20200913のTensorFlowに関する記事は1件です。

MLパイプラインのためのTensorflow Data Validation

Tensorflow Data Validation (TFDV)

tensorflow-extended-tfx-logo-social.png
TFDVはTFXのライブラリの一つで、

  • データセットの統計量
  • データセットのスキーマ

の可視化・チェックを行うツールです。
この統計量の可視化の機能がなかなか優秀で、この機能を使ってEDAを行うという記事があったりします。
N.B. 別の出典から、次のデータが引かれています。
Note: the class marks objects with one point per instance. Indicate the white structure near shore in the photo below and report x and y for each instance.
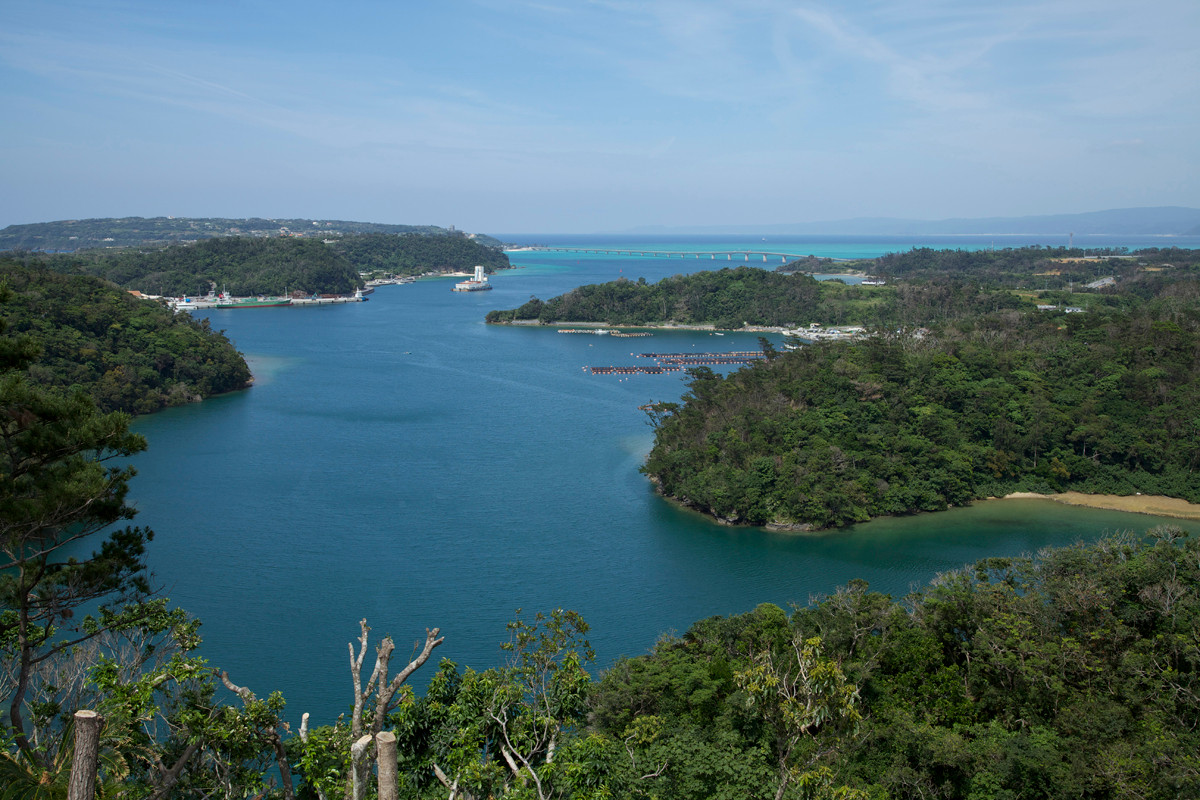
(478, 283)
しかし、機械学習のライフサイクルの中でTFDVが有効なのはデータ探索フェーズだけでなく、本番環境フェーズでも大いに役立ちます。
この記事では本番フェーズ、MLパイプラインでのTFDVの役割とその効果に注目します。
なお、今回実行したソースコードはここにあります。
https://github.com/ken0407/tfdv_practice

TFDV体験

ともあれ、まずはどんな感じのツールなのかを体験したいと思います。

準備

仮想環境を作り、TFDVと、可視化を行うためにJupyter labをインストールします。2020年9月現在、TFDVはpython3.8ではpip installできないので注意してください。

$ python -m venv venv
$ . venv/bin/activate
(venv)$ pip install tensorflow-data-validation jupyterlab

次に、今回実験で使うデータを用意します。

$ mkdir data
$ wget -P data/ https://raw.githubusercontent.com/datasciencedojo/datasets/master/titanic.csv

TFDV の基本操作

まずはTFDVの基本的な操作である統計量とスキーマの可視化を行います。以下のコードはnotebookで実行してください。

統計量の算出・可視化

import pandas as pd
import tensorflow_data_validation as tfdv

df = pd.read_csv('data/titanic.csv')
stats = tfdv.generate_statistics_from_dataframe(df)
tfdv.visualize_statistics(stats)

実行すると以下のようになります。
スクリーンショット 2020-09-10 19.33.49.png

スキーマの算出・可視化

TFDVはデータのスキーマを作成・利用することができます。
スキーマは先に算出した統計量を用いて作成することができます。

stats = tfdv.generate_statistics_from_dataframe(df)
schema = tfdv.infer_schema(stats)
tfdv.display_schema(schema)

実行すると以下のようになります。
スクリーンショット 2020-09-10 19.37.34.png

未知のデータに対して最初にこの処理を実行すれば大まかなデータの概要は掴むことはできるのではないでしょうか。

TFDVの役割

これだけだとpandas-profilingなどでもいいのではと思われるかもしれませんが、TFDVが本当に役に立つのはMLパイプラインの中で使用されている時だと思います。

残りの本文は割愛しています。